(Dedicated to Stephen Speicher with the urgent hope that he will know more springs to give his own meaning to.)
Spring is alive. New buds, new leaves, new grasses, are popping, curling, and spearing out and all around. The air is cool and fresh. The sky is a strong blue; the sun bright, with fingers of warmth. It’s a morning in April and time for me to be running. A bit of jogging at first, then a short dash; then a little more jogging and a quicker dash, filling my lungs with the day, jogging, walking and dashing. Time to get in shape again after a pretty inactive winter.
Small hills puff up gently, waiting the quick pressure of my feet, which push me up slowly, then speed me down fast and faster! Slowing to a walk, my heart throbs, I gulp the sweet air. Young tree, I feel my grip on your branch as I shake off your drops of dew onto my head and face and arms!
There’s the city, a few miles away, standing like a friend, gleaming and flashing in the sunlight, hard and upright, open and honest. And there’s the bridge, glittering with the flickering glass and steel of speeding cars, a living jewel crossing the muddy river. Here in these trees sparrows sweetly chatter, as if to say, “Nothing’s the matter! Everything’s right!

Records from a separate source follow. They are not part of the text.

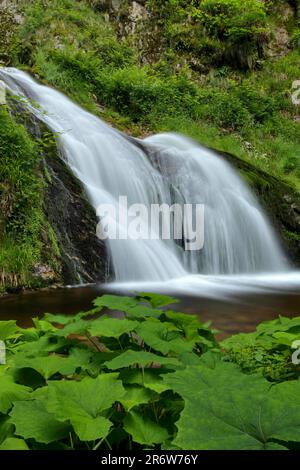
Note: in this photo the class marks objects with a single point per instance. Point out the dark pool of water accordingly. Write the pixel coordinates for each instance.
(237, 314)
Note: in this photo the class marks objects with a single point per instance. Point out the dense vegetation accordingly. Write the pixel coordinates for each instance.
(145, 381)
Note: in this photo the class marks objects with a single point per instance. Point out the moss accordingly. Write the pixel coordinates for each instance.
(26, 238)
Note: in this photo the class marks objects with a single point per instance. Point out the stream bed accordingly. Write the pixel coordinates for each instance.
(238, 311)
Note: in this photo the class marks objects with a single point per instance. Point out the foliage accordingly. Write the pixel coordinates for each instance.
(240, 26)
(150, 379)
(268, 350)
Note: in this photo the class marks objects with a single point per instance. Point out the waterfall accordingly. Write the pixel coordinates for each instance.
(165, 168)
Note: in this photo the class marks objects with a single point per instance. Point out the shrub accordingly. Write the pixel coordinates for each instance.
(241, 25)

Now, time to dash again, left and right, and up and down the hills.
Now, exhausted, I lie in a hollow on the dewy grass. The hills have risen over the city and the sparrows have flown off somewhere. There is only the earth at my back and the blue sky in front of me. The universe has a consciousness and it is I; it sees—with my eyes; it knows—through my knowing. Without me it is ignorant, it is empty, it is worth nothing. I am the sacred mortal something rescuing it from its dull immortality. I, and the men who use it, giving it life. Swinburne said, “There is no god, O Man, if thou be none.” That’s good, but why need a god at all? What is more than man? If the word “man”, in a man’s mind, or on his lips, does not sound exalted, is that the word’s fault?
Here I, a man, a living, thinking being, held by the earth upon the height, depth, and center of the sky, I am.